The RSPCA could then advise and educate pet owners, and if a need wasn’t being met, an improvement notice could be served with an identified time period specified to reduce pet suffering.
Codes of Practice
Furthermore, DEFRA introduced Codes of Practice introduced in England for the welfare of dogs, cats, horses and privately kept non-human primates. These Codes of Practice provide guidance on how owners can appropriately care for their animals. However, these Codes of Practice can be used in Court for evidence relating to proof of poor welfare.
Other laws protecting animals in the UK:
- The Performing Animals (Regulation) Act 1925
- The Pet Animals Act 1951 (amended 1983)
- Cock fighting Act 1952
- Abandonment of Animals Act 1960
- Animal Boarding Establishments Act 1963
- Riding Establishments Act 1964 and 1970
- Breeding of Dogs Act 1973
- Dangerous Wild Animals Act 1976
- Zoo Licensing Act 1981
- Breeding of Dogs Act 1991
- Breeding and Sale of Dogs (Welfare) Act 1999
- Farriers (Registration) Act 1975 and the Farriers (Registration) (Amendment) Act 1977
- Protection Against Cruel Tethering Act 1988
- The Animal Boarding Establishments Act o 1963
This Act protects the welfare of animals that are sold as pets, requiring all pet shops to be licensed by the local council. In order to be satisfied of welfare suitability, a Council must be satisfied that:
- the animals are kept in accommodation that is both suitable and clean
- that they are supplied with appropriate food and drink
- are adequately protected from disease and fire.
The Local Council may attach conditions to the license and inspect the premises at all reasonable times. They may refuse a license if the premises is deemed unsatisfactory in some way, or terms are not adhered to.
Pets cannot be sold in the street eg barrows and markets.
The Animal Boarding Establishments Act, 1963
This applies to anywhere where the boarding of animals is carried on as a business. The Act requires such establishments to be licensed by the Local Council.

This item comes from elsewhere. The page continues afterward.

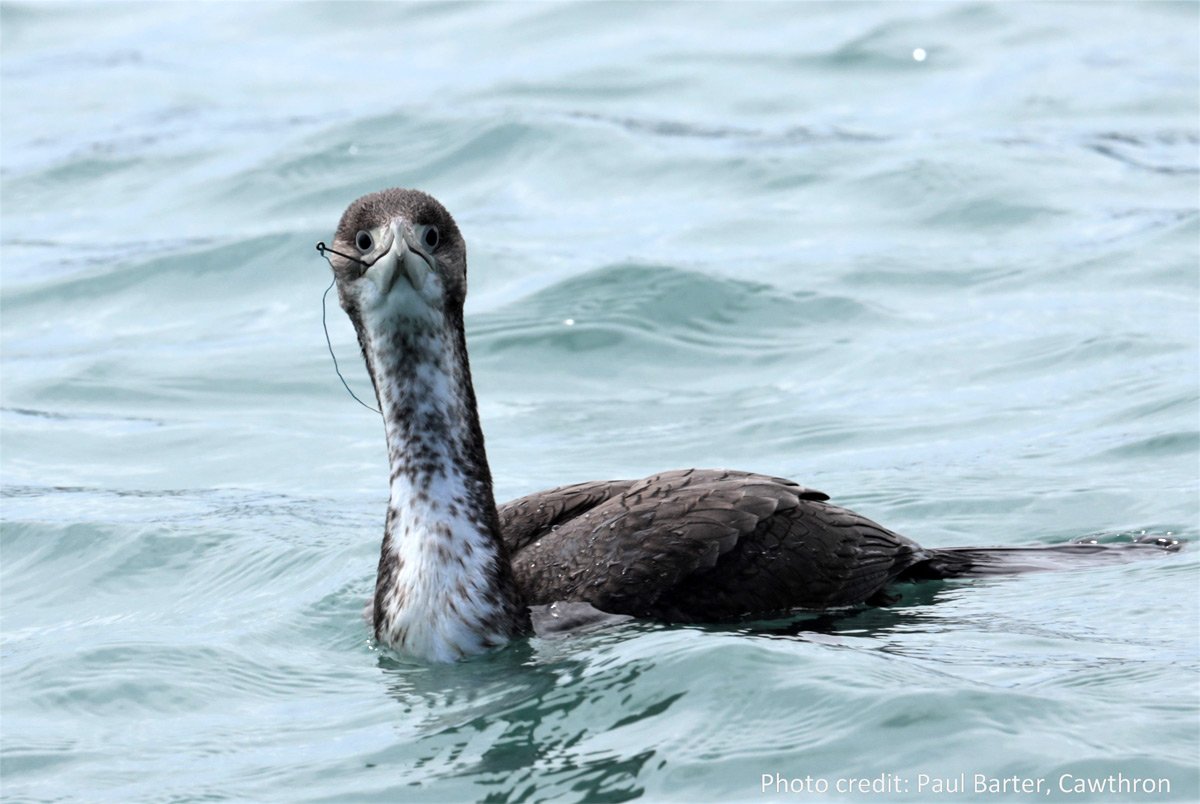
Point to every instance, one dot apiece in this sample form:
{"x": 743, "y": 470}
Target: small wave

It is defined as, “carrying on at any premises, including a private dwelling, of a business of providing accommodation for other people’s cats and dogs’.
The license is granted at the discretion of the Local Council which takes into account the suitability of the accommodation and whether the animals are well fed, exercised and protected from disease and fire.
The Breeding and Sale of Dogs (Welfare) Act 1999,
Breeding of Dogs Act 1991 and Breeding of Dogs Act 1973
Anyone who breeds dogs in order to sell them must obtain a license from the Local Council.
In order to issue a license, the Local Council must be satisfied that:
- Animals are provided with suitable accommodation, food, water and bedding material
- are adequately exercised and visited at suitable intervals
- that all reasonable precautions are taken to prevent and control the spread of diseases amongst dogs.
The Law also places limits on the frequency and timing of breeding from a bitch, who:
- Cannot be mated before they are a year old
- Must not have more than 6 litters in a lifetime
- Can only have one litter every 12 months.
- Breeding records have to be kept to ensure that these requirements are adhered to.
- Puppies that are produced at a licensed breeding establishment can only be sold at those premises or a licensed pet shop.
Section 32 of the Animal Welfare Act
In 2021, Section 32 of the Animal Welfare Act was amended to increase the maximum sentence for someone convicted of an offence of cruelty to imprisonment for a term of 5 years.